La tristeza de las últimas semanas se fue diluyendo en el trayecto.
Aplazaba mis proyectos por tiempo indefinido hasta que pudiera retomar mi vida
sin condicionantes con nombre propio.
La
hermana Gabriëlle me abrió la pesada puerta de madera cuando la aldaba anunció mi llegada y me acompañó con semblante bondadoso
al despacho de la abadesa Myrtha, a la que había conocido jornadas atrás, en la
entrevista que mantuvimos cuando le entregué la solicitud de ingreso. Haber
estudiado en una institución religiosa del prestigio
del St. Lisselot Katholieke College sumado a la educación
católica recibida, fue determinante para ser admitida en Santa Coba.
Las
palabras de bienvenida y deseos de que en la congregación de las Jacobas hallara
la paz interior de la que carecía mi espíritu, acercándome
a Dios, nos ocupó unos diez minutos. Agradecida por el recibimiento fui
conducida a la celda asignada, donde sustituí mi ropa por un sencillo hábito
marengo con velo del mismo color y en la que una
de las hermanas me cortó con destreza la larga melena que recogía en una
trenza.
A
la hora de la cena, las siete en punto, conocí a las cuarenta y cuatro hermanas
restantes de la orden.
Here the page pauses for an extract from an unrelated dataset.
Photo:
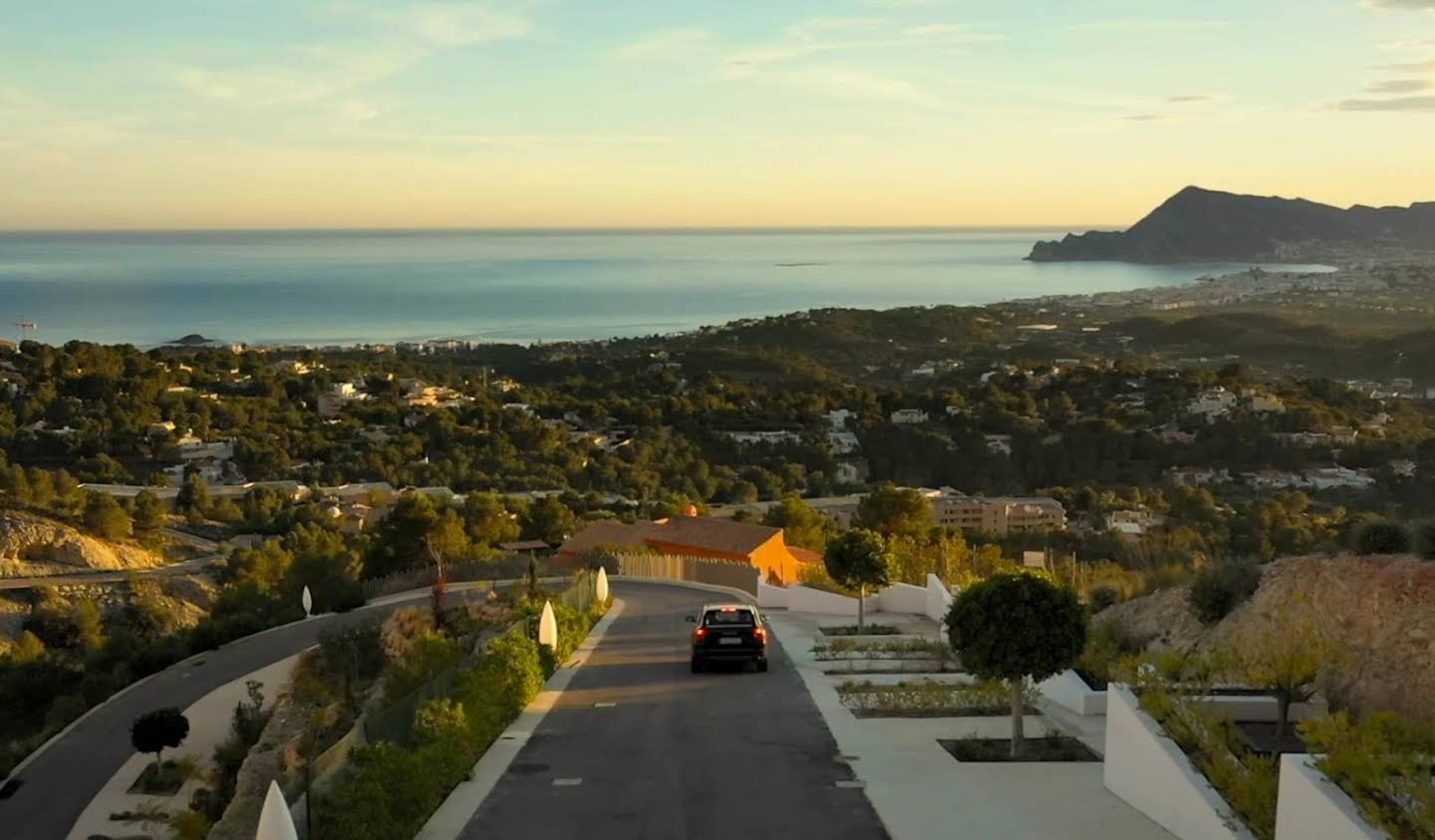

Tres de ellas novicias
que procesaban una fe acérrima en el Señor, mientras yo reforzaría la fe en mi
misma.
Los
siete años que estuve en la abadía, primero en periodo de práctica y tras tomar
los votos monásticos como monja, disfruté de una serenidad desconocida a la que
contribuyó la principal actividad económica del convento, el cultivo de veinte
variaciones de tulipanes que eran vendidas a floristerías en gran medida y a
particulares que se acercaban a Santa Coba para adquirir ramos bendecidos
por el padre Ludger, que todos los días a las nueve de la mañana daba misa en
la capilla y era nuestro confesor.
La
cercanía a los jardines de Keukenhof, que cada
primavera recibía a cientos de visitantes, nos traían en menor proporción, visitas con residencia en todo en país, que aumentaban las ventas de tulipanes.
En
tres ocasiones salí de la abadía para desplazarme a Amsterdam; la primera al
cabo de dos años con motivo de la marcha eterna
de Huub Van Heley, que poco meses antes había asistido complacido a la
ceremonia eclesiástica en que consagraba mi vida a Dios y el sosiego de que
su nieta hubiera sentado cabeza; la segunda para hacer lo propio con Godelieve
de Vries, cinco años más tarde, que desde que su esposo la abandonara me visitó todas las temporadas acompañada por la
enfermera que había contratado para que cuidase de ella y que le hacía sentirse
menos sola. La marcha de ambos me produjo pena, pese a que me acercaba a la
meta. Si los Van Heley me hubieran dispensado un trato cimentado en el cariño
en detrimento de la indiferencia, hubiera estado con ellos hasta el final. La
tercera vez que fui a Amsterdam, lo hice para no volver más a Santa Coba, al
menos como religiosa. Entre las hermanas había encontrado afecto y apoyo para
no flaquear en mi decisión de servir a Dios.
Empecé
de cero sin más pertenencia que lo puesto, guardado durante años en el bolso de
mano con el que llegué a Lisse y mucha incertidumbre.
Libre
para tomar el control de mi vida.
NOTAS DE INTERÉS
Lisse: ciudad y municipio de
Holanda Meridional.
Keukenhof: jardines con una gran variación de bulbos de tulipanes, más de cien, además de contar un amplio abanico de flores e híbridos que se pueden adquirir en primavera, cuando los jardines abren sus puertas. En neerlandés el nombre que da nombre a los jardines significa jardín de la cocina, y es considerado en más bello de Europa.